We now know that sugar addiction is not just in your head. It is a real addiction. Even ‘healthy’ carbohydrates such as whole grains are ingested in excess and can create an imbalance in blood sugar.

Another issue with the intake of carbohydrates is the trigger of Insulin. And it’s not just a ‘diabetes’ word. If carbs are ingested in excess, insulin is triggered excessively as well.

Insulin is like a Pac Man, it likes to gobble up all the sugar in your blood and store it in your cells for energy at a later time. The problem is, however, that excessive insulin is always knocking on the cells door and the cell begins to ignore insulin and with continued excessive insulin, the cell eventually ignores insulin completely, leading to serious health conditions such as diabetes and much more.

Reducing carbs and adding more protein and healthy fats will help balance your blood sugar, helping you create insulin sensitivity – your key to optimal health.

So how do you go beyond the typical protein shake and lean meats and seafood for added protein during your day?

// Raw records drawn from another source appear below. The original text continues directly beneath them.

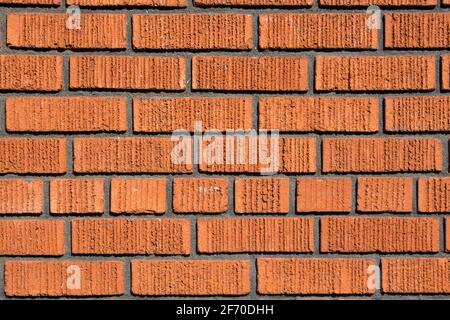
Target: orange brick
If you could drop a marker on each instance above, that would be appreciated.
(65, 114)
(259, 195)
(96, 31)
(379, 235)
(21, 196)
(124, 236)
(348, 155)
(259, 235)
(385, 194)
(318, 114)
(127, 72)
(273, 74)
(413, 276)
(31, 73)
(129, 155)
(198, 195)
(190, 278)
(138, 196)
(379, 73)
(31, 238)
(314, 276)
(170, 114)
(316, 31)
(417, 114)
(57, 278)
(417, 31)
(324, 195)
(243, 154)
(32, 155)
(434, 195)
(76, 196)
(192, 31)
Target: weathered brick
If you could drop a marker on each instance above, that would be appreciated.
(190, 277)
(379, 235)
(276, 235)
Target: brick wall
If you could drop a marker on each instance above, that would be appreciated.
(92, 203)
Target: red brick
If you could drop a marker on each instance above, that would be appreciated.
(56, 278)
(170, 114)
(261, 195)
(124, 236)
(283, 276)
(128, 155)
(97, 31)
(413, 276)
(32, 155)
(417, 31)
(385, 194)
(21, 196)
(379, 235)
(127, 73)
(138, 196)
(30, 73)
(324, 195)
(318, 114)
(434, 195)
(417, 114)
(31, 238)
(259, 235)
(375, 73)
(273, 74)
(346, 155)
(76, 196)
(199, 195)
(65, 114)
(316, 31)
(193, 31)
(190, 278)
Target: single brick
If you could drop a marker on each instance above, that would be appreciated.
(273, 74)
(138, 196)
(324, 195)
(193, 31)
(417, 114)
(255, 235)
(190, 278)
(413, 276)
(132, 155)
(385, 194)
(347, 155)
(258, 154)
(31, 238)
(380, 73)
(417, 31)
(379, 235)
(58, 278)
(76, 196)
(96, 31)
(306, 276)
(127, 73)
(21, 197)
(316, 31)
(169, 114)
(31, 73)
(261, 195)
(126, 237)
(200, 195)
(434, 195)
(32, 156)
(318, 114)
(66, 114)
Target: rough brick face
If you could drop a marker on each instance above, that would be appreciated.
(190, 278)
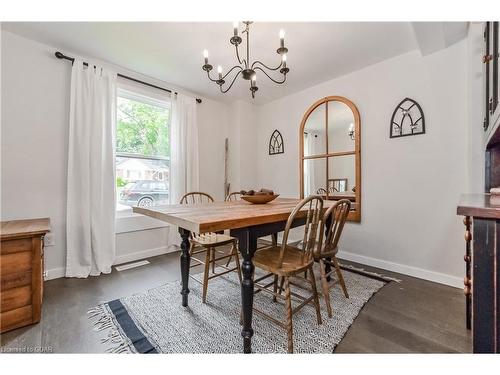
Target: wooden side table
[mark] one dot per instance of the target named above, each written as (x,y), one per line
(21,281)
(482,280)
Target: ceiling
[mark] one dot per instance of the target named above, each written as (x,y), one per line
(172,51)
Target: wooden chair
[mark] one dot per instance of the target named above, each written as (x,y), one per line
(331,229)
(332,190)
(234,196)
(286,261)
(210,244)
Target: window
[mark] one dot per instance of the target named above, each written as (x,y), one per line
(142,150)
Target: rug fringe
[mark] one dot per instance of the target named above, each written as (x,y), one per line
(115,340)
(375,274)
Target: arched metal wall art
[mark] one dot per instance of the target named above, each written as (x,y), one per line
(407,119)
(276,145)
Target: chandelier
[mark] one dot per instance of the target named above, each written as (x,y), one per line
(248,71)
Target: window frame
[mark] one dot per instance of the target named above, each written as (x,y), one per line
(126,220)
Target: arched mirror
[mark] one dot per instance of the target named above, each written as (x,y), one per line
(330,158)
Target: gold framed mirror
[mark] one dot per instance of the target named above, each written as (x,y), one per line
(330,152)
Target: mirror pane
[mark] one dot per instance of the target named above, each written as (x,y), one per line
(340,127)
(342,177)
(314,177)
(315,132)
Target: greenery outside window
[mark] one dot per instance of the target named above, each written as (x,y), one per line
(142,150)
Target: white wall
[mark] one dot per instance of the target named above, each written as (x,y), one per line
(242,130)
(411,185)
(476,88)
(34,129)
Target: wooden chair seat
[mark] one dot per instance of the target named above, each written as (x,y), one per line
(209,243)
(332,226)
(285,262)
(268,259)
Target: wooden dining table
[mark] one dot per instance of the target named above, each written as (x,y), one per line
(245,221)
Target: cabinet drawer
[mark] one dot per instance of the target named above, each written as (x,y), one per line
(16,318)
(15,280)
(15,246)
(14,298)
(15,263)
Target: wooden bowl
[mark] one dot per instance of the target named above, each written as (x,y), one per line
(260,198)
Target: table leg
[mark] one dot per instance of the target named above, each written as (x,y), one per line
(247,246)
(185,261)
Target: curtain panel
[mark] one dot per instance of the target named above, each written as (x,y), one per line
(90,225)
(184,159)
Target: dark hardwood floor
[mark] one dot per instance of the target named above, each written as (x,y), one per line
(411,316)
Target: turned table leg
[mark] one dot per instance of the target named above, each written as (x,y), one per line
(247,245)
(185,261)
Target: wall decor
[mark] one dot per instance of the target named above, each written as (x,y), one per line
(276,145)
(407,119)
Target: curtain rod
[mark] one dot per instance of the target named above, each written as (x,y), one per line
(60,55)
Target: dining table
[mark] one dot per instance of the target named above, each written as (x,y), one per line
(245,221)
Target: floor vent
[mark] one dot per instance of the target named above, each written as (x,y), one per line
(124,267)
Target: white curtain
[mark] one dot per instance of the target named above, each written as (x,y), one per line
(184,162)
(309,175)
(90,224)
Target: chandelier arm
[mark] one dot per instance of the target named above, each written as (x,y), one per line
(240,61)
(265,66)
(229,72)
(210,78)
(268,76)
(231,85)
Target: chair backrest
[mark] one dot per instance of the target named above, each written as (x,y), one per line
(314,206)
(196,197)
(234,196)
(332,225)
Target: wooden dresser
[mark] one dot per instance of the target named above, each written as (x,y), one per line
(482,273)
(21,272)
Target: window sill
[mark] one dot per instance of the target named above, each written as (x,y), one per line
(127,221)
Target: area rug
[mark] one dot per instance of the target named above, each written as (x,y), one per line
(155,322)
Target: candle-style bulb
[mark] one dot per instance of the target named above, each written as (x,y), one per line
(282,38)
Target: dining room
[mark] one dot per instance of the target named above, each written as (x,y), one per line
(253,187)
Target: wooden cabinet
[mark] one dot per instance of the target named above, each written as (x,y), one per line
(21,272)
(482,280)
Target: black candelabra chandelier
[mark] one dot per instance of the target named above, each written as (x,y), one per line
(248,71)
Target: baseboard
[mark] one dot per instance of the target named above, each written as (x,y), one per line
(148,253)
(57,273)
(54,273)
(420,273)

The 7 tips below will help ensure you do:

  1. Eat Greek yogurt. Greek yogurt has half the calories and twice the protein of traditional yogurt, thus making it a great choice.
  2. Add Cottage Cheese. Cheese Cottage cheese contains a whopping 28 grams of protein in just one cup. Add fruit and/or nuts to it or use it to make delicious protein pancakes.
  3. Snack on Nuts and Seeds. Nuts and seeds, such as walnuts, almonds or pumpkin seeds are not just high in protein, but contain very healthy fats.
  4. Start Your Day With Eggs. Eggs are an excellent source of high quality protein and healthy fat from the yolk. Eggs are versatile, so boil up a batch and take them along as a snack too!  You can also use just the egg white alone for increased protein intake.
  5. Add protein powder to any dish outside of a shake. Think about adding a scoop to a smoothie, your oatmeal, your yogurt, protein pancakes, cottage cheese, soups, healthy casseroles and blended into baked goods.

In addition to the optimal muscle toning protein provides, adequate protein has been linked to improved muscle function, increased bone density, younger-looking skin and decreased body fat.